Plotin, traité 38 (VI, 7). La beauté

I. L’âme voyage

Tous, nous voyons, désirons la beauté du monde en général, et des beautés corporelles, sensibles : mais elles ne sont que des images, des traces, des ombres de la beauté elle-même. Comme un Narcisse amoureux de son reflet, comme la Loreley fascinée par son trop joli visage, penchés sur l’eau, y tombent et se noient, une âme qui n’inclinerait qu’à la vue des beautés humaines — ces reflets, une fois fascinée, plongerait malgré elle dans les ténèbres de l’intelligence, aveuglée et sourde. Non, il faut qu’elle vise autre chose, ailleurs, fût-ce en fermant les yeux, et qu’elle s’éveille en tant qu’âme capable de penser la vraie beauté. Alors, elle ouvre son œil intérieur.

« Que voit donc cet œil intérieur ? Dès son réveil, il ne peut pas bien voir les objets brillants. Il faut accoutumer l’âme elle-même à voir les belles occupations, puis les belles œuvres non pas celles que les arts exécutent, mais celles des hommes de bien (andrés agathoi). Puis il faut voir l’âme de ceux qui accomplissent de bonnes œuvres. Comment peut-on voir cette beauté de l’âme bonne ? Reviens en toi-même et regarde : si tu ne vois pas encore la beauté en toi, fais comme le sculpteur d’une statue qui doit devenir belle ; il enlève une partie, il gratte, il polit, il essuie jusqu’à ce qu’il dégage de belles lignes dans le marbre ; comme lui, enlève le superflu, redresse ce qui est oblique, nettoie ce qui est sombre pour le rendre brillant, et ne cesse pas de sculpter ta propre statue, jusqu’à ce que l’éclat divin de la vertu se manifeste, jusqu’à ce que tu voies la tempérance (sophrosuné) siégeant sur son trône sacré. Est-ce que tu vois cela ? Est-ce que tu as avec toi-même un commerce pur… ? Es-tu tout entier une lumière véritable… ? Te vois-tu dans cet état ? Tu es alors devenu une vision. » (Traité 1, Enn. I, VI,9. Traduction Bréhier, TB)
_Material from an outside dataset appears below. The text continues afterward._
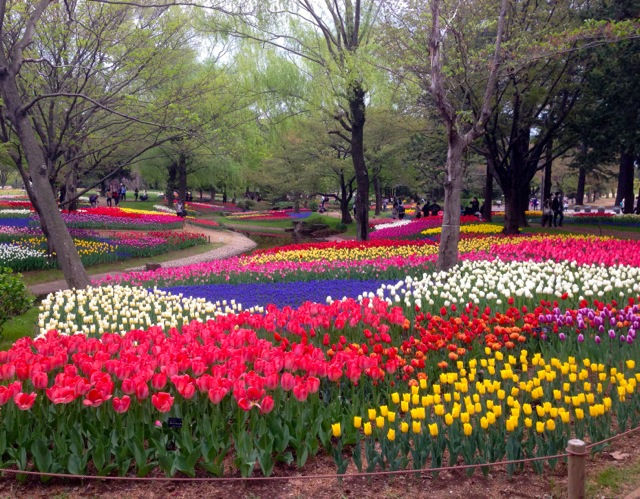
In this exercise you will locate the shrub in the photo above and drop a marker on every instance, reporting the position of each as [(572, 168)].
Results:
[(14, 296)]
Ainsi, dans son tout premier traité, Plotin avait déjà proposé une allégorie : c’était une image de sortie de la caverne, de sortie sans aucun déplacement corporel. Porté par le discours de Diotime au jeune Socrate dans le Banquet, est ici décrit un voyage intérieur. Que ton âme voie d’abord actions et œuvres des hommes bons ; puis qu’elle s’attache à voir les âmes des hommes bons. Mais comment serait-ce possible ? Un Alcibiade, qui pressent la beauté de l’âme de Socrate après avoir souvent entendu ses paroles, la devine sans la saisir : il peut si peu pénétrer cette âme étrangère qu’il se sait toujours surpris, à chaque rencontre, par ce que Socrate lui dit. Et donc s’il faut scruter une « âme », une seule, c’est la seule qui nous soit proche : la nôtre. Or notre âme est comme la statue de Glaucos qu’on remonte de la mer : salie, couverte de moules et de coquillages, d’algues,… il faut la nettoyer ; il y a tellement de parasites dans notre propre esprit. Frotte, gratte, jette, jusqu’à voir ton âme vertueuse, pleine de sagesse : purifiée et bonne donc. Tu as fait sauter le gris, le vert, le noir… : il te reste l’éclat de ton âme, or séparé de sa gangue. Comme déjà ici, dès que Plotin parle de beauté, les images qui viennent sous sa plume sont empruntées au visuel : œil, lumière, éclat sont les mots qu’il emploie à chaque fois : évidemment ils sont à comprendre comme mentaux, ou incorporels. Comme nos yeux éclairent devant eux, brillants comme des yeux de chat ; de même notre esprit est comme une lumière, ou comme un soleil intérieur :  « Jamais un œil ne verrait le soleil sans être devenu semblable au soleil, ni une âme ne verrait le beau sans être belle. » (T1, 9)

L’âme pure voit la beauté spirituelle.